Jamie and I initially targeted Montevideo as it seemed the best compromise for shear/cap/energy. The setup was some ongoing convection in Northern Minnesota. A cold front was sweeping to the SE on a line from North Central MN, to thw Southwest into Northern Nebraska. The front was expected to fire up to the north, and then work its way south as the day progressed and the cap weakened. In MVE we saw towers start to go up around 6-6:30. We immediately moved to them and watched the bottoms evaporate right out from under them! A few minutes later we could see a beautiful anvil form to the north as we watched our towers fizzle. We moved north to Benson, and then to MOX, where we saw the wall cloud that got tornado warned on. We followed along with this storm to watch the wall cloud make all kinds of action (sorry, a bit out of focus) to the northeast of Morris. It looked like it was just about to do it at one point, about 5 miles SW of Brandon. It was quite a site! You could see a beautiful RFD (RFD shot 2) push into the back. It appeared to be undercut from here on out. We followed with the storm up to AXN, and then points east. We left the cell at Sauk Centre and drove back home.

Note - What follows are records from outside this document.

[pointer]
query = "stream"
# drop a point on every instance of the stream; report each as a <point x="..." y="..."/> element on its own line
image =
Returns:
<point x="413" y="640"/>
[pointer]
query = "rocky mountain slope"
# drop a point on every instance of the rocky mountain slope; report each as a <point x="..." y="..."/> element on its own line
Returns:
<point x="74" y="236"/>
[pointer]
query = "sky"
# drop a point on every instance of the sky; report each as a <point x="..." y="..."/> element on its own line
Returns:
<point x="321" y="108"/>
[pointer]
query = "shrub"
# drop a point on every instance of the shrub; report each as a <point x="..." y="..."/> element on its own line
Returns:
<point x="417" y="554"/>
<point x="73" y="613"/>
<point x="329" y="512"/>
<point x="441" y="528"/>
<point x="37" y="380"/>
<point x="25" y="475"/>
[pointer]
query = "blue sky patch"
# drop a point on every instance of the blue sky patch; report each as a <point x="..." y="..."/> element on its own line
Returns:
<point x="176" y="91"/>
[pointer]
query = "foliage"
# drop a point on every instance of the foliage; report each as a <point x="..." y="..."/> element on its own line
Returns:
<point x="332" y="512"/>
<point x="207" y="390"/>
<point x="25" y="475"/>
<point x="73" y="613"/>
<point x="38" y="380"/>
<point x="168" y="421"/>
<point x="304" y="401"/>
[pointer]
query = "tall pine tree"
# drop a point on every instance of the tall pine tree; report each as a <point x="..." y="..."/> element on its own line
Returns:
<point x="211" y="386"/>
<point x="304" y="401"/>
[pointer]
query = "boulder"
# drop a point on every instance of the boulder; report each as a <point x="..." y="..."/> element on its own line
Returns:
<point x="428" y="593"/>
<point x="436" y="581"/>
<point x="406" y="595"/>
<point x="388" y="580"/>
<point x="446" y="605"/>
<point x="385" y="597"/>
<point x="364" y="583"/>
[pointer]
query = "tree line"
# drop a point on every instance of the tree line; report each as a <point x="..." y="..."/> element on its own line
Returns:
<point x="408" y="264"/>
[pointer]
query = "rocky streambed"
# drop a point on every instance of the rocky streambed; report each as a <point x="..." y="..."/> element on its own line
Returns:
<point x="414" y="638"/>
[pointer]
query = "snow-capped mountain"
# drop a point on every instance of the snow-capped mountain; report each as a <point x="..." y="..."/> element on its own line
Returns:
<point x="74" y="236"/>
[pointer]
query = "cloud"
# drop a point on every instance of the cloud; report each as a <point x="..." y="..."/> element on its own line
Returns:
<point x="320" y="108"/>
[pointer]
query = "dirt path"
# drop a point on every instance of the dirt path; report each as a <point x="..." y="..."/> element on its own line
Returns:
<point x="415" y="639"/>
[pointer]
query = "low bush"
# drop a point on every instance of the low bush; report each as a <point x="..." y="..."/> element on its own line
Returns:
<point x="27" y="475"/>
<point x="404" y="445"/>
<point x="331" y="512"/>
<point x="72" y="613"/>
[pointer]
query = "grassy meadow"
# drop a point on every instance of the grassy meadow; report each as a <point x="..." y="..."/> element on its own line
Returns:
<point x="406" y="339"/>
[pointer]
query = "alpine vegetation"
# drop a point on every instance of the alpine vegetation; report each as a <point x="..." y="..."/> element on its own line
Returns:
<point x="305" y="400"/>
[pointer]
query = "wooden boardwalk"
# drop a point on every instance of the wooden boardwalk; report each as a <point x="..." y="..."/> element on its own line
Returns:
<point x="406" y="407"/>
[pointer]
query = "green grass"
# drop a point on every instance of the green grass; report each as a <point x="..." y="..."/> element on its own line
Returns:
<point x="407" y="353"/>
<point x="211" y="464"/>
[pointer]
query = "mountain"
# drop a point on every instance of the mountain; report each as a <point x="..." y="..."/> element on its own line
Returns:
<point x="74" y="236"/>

A great day to be out there. Glad we had good visibility to adjust to the new cells and had a few radar shots as the storm initially approached MOX. It was really a gorgeous wall cloud on in. I don't think it was going to put down a tube though until we were up toward Brandon. Some RFD started cutting in and it rapidly approached the ground, but it undercut the rotation and from there on out it was just a nice site. Called it in to MPX, but before I was off the phone with them, I told them it was being undercut, so they didn't reissue TOR, and went with a SVR.

The storm moved East into Todd county and practically evaporated as it moved into much more stable air. For the most part, the cap won. We at least got one gorgeous storm out of it. The rest of the front never did fire.